Les Égyptes (de 5000 à 715 av. J.-C.)

 

CHAPITRE III

 

 

Les Égyptiens. - Le Copte. - Kenous, Barabras, Nubiens. - Éthiopiens. - Abyssiniens. - L’Égypto-Abyssin. - Bisharis. - Coloration des Africains. - Nahasou, Nigritiens, Négroïdes, Nègres. - Asiatiques. - Berbères, Libyens, Tamahou. - L’Égypto-Berbère. - La Bible et les fils de Misraïm. - L’Égypte, asile et institut.

 

JUSQU’A l’époque de l’expédition française, le type des Coptes habitant l’Égypte fut accepté comme représentant le type de l’ancien Égyptien ; et pour que l’exemple confirmât la théorie, on cherchait volontiers parmi les Coptes ceux dont le visage se rapprochait le mieux des plus anciennes statues découvertes. C’est ainsi que les Coptes croisés de Nègres, à face plate, aux joues gonflées, aux yeux ronds, globuleux, proéminents, aux lèvres épaisses, au nez court, furent donnés comme des exemplaires perpétués des Égyptiens des temps pharaoniques. C’était une erreur ; le Copte ne représente qu’un type en qui se mélangent, en qui se confondent, les traits de toutes les races venues en Égypte.

Le type définitif, scientifique, de l’ancien Égyptien, de l’Égyptien du temps des premiers pharaons, n’est pas encore exactement déterminé. Cette lacune est d’autant plus singulière, que les artistes égyptiens ont de très bonne heure dessiné, gravé, sculpté leurs contemporains, avec une exactitude, une recherche du réel, véritablement étonnantes. Sur les parois des hypogées, sur le plat des stèles, à la marge et dans le texte des papyrus, parmi les milliers de figurines retrouvées, dont un grand nombre sont de véritables portraits sculptés, et sans parler des merveilleuses statues que les musées ont recueillies, partout enfin de vieux Égyptiens nous sont montrés.

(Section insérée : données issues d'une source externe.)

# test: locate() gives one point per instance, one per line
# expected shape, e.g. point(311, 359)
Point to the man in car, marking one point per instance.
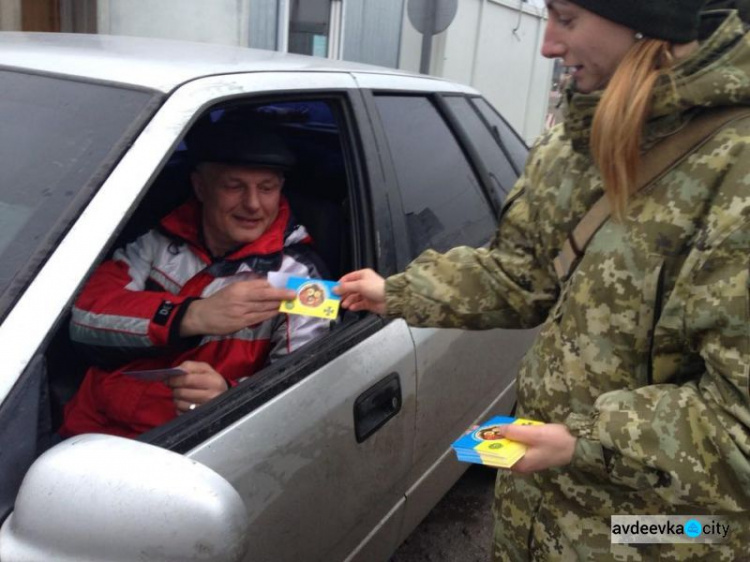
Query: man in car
point(193, 294)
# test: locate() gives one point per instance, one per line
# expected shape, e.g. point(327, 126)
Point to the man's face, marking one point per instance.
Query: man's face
point(239, 203)
point(589, 45)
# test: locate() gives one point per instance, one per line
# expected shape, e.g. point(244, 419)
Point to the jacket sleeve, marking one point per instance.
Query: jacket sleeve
point(690, 443)
point(503, 286)
point(122, 314)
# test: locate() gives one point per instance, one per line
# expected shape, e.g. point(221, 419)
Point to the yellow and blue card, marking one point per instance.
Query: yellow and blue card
point(314, 298)
point(485, 444)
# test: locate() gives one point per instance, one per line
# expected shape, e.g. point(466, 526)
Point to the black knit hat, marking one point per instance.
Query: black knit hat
point(671, 20)
point(242, 144)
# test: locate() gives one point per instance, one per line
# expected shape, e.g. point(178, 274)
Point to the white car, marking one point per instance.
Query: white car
point(337, 451)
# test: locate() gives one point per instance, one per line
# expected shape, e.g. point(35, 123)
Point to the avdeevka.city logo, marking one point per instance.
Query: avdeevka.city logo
point(652, 529)
point(693, 528)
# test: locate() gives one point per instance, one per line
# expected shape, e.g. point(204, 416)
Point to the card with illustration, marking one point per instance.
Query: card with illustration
point(314, 298)
point(486, 445)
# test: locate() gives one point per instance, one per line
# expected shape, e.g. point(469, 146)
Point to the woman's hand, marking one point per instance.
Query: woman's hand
point(198, 385)
point(362, 290)
point(548, 445)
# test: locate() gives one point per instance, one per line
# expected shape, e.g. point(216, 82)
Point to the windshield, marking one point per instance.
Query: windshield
point(58, 140)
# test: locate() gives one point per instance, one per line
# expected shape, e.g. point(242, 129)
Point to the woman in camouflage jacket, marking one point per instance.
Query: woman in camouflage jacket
point(641, 368)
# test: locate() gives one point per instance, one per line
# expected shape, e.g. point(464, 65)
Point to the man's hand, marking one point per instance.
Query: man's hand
point(198, 385)
point(234, 307)
point(362, 290)
point(548, 445)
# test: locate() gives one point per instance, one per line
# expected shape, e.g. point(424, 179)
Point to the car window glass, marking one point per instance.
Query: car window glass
point(444, 203)
point(516, 148)
point(501, 171)
point(56, 138)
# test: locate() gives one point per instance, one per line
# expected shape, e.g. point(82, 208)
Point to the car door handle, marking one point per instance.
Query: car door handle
point(376, 405)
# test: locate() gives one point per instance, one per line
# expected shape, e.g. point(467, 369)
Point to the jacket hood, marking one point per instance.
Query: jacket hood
point(717, 74)
point(184, 223)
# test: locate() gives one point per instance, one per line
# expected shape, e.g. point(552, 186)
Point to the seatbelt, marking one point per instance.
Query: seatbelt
point(659, 160)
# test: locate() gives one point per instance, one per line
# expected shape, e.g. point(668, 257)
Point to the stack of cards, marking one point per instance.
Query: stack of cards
point(485, 446)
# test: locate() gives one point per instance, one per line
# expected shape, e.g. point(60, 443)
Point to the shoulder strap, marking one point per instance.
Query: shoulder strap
point(662, 157)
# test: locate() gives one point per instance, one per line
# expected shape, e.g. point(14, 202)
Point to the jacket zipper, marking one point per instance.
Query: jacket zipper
point(658, 305)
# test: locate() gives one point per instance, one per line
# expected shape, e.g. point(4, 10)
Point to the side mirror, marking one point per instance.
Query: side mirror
point(98, 497)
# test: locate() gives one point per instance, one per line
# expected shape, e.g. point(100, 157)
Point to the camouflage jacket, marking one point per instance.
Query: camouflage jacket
point(644, 353)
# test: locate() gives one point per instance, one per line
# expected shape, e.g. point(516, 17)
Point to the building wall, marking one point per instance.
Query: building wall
point(216, 21)
point(494, 46)
point(10, 15)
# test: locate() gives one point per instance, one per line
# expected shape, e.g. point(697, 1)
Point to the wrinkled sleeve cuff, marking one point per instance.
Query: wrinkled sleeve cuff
point(395, 298)
point(589, 455)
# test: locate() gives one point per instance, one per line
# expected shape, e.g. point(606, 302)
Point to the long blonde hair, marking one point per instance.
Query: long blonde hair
point(619, 119)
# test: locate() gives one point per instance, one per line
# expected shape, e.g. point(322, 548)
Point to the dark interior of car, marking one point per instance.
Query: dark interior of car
point(317, 190)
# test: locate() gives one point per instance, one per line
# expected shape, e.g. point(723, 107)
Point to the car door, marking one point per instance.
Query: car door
point(449, 197)
point(319, 445)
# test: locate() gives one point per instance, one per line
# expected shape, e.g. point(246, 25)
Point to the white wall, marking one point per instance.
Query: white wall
point(494, 47)
point(211, 21)
point(10, 15)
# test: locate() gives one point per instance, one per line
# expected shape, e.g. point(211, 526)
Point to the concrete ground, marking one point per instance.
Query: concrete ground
point(459, 528)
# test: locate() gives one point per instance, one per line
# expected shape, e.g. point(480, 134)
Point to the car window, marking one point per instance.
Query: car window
point(57, 137)
point(318, 191)
point(444, 203)
point(501, 171)
point(516, 148)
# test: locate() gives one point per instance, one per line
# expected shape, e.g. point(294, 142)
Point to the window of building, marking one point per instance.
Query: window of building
point(314, 27)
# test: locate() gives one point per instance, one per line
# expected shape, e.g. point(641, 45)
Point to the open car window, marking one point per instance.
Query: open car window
point(319, 190)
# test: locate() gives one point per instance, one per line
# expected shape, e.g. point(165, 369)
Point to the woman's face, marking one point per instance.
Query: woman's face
point(589, 45)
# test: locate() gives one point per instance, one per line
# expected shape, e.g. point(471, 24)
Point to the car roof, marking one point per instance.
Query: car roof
point(157, 64)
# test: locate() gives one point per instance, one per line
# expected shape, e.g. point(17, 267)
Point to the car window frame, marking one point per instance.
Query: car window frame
point(50, 294)
point(498, 137)
point(183, 433)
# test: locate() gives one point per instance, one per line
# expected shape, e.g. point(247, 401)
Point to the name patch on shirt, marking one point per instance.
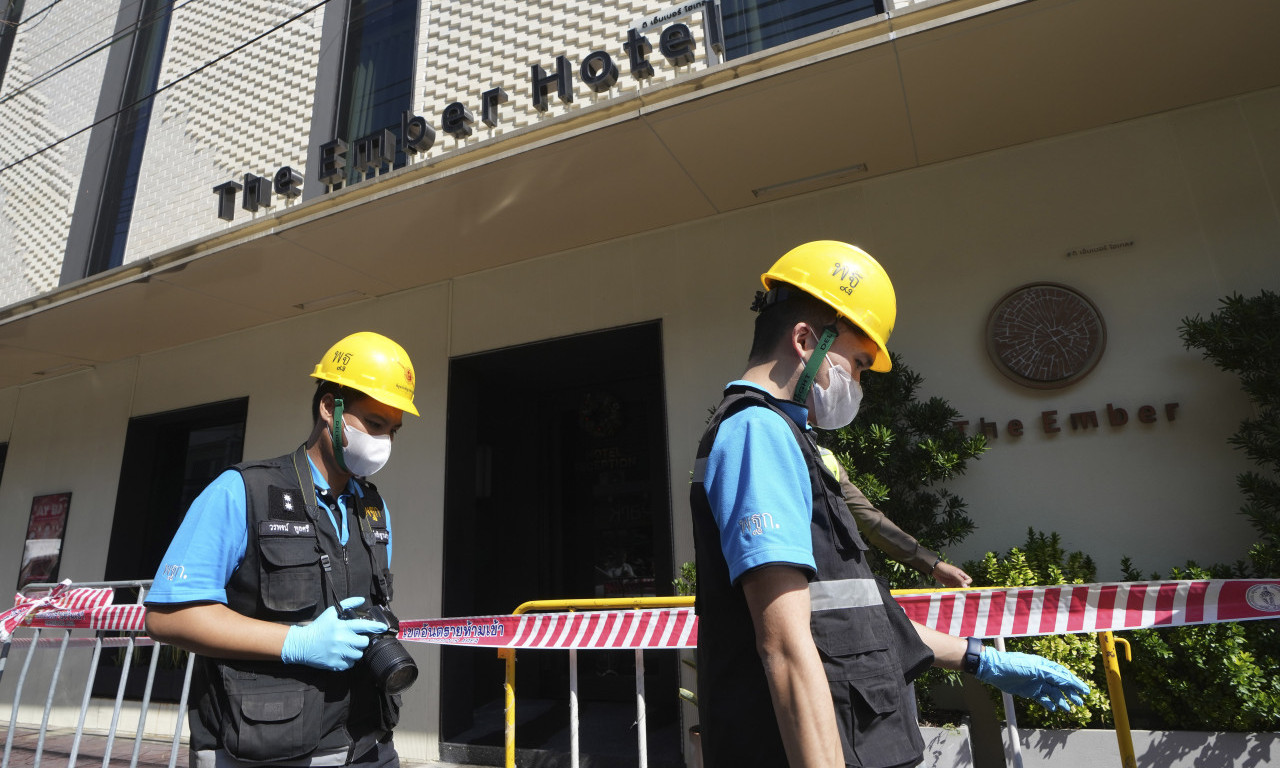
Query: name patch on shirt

Il résulte bien de cet ensemble un type généralisé, et tel que, par exemple, en voyant un dessin, une gravure, une statue, on n’hésite pas un instant à y reconnaître l’Égyptien. Il semble qu’on devrait en extraire le type positif de cet Égyptien, et qu’un ethnographe pourrait déterminer, décrire, fixer ce type. Non, l’impression d’unité qui résulte d’une collection d’images égyptiennes s’explique par l’uniformité du procédé qu’employèrent les dessinateurs, les graveurs et les sculpteurs se répétant sans cesse, évidemment, pendant des siècles et des siècles, dans la disposition générale du sujet traité, la pose, l’attitude, le caractère ; mais à bien voir, à considérer de près ces œuvres d’apparence uniforme, l’esprit y découvre vite, et très nombreuses, d’importantes, de radicales oppositions.

De l’histoire même de l’ancienne Égypte ressortira la difficulté de la constitution d’un type ethnographique égyptien, et l’étude géologique de l’Égypte viendra compliquer de plus en plus ce problème. Il est certain que le delta, vite occupé, est de formation récente, qu’on n’y doit pas trouver les traces d’un peuple primitif original ; mais, la vallée du Nil elle-même, de la mer à la première cataracte, était-elle habitée avant l’époque géologique où le fleuve, franchissant la première cataracte, livra aux hommes ces vastes espaces qui, d’Assouan à Ouadi-Halfa, ne devaient être alors qu’un immense lac ?

Il est probable que la vallée du Bas-Nil, avant l’arrivée du fleuve, n’était pas absolument inhabitable, et de nombreux documents recueillis dans cette partie de l’Égypte, — à Thèbes notamment, — ont permis de poser sérieusement la question de l’existence, là, d’une humanité préhistorique. L’Égypte était encore boisée à cette époque, des traces de pluies torrentielles s’y rencontrent incontestablement, des cours d’eau devaient y exister au moins pendant une partie de l’année ; mais l’esprit a de la peine à concevoir, alors, dans cette vallée sans Nil, la réalité d’une agglomération humaine compacte, et suffisamment organisée pour constituer un groupe sinon national, au moins ethnographique.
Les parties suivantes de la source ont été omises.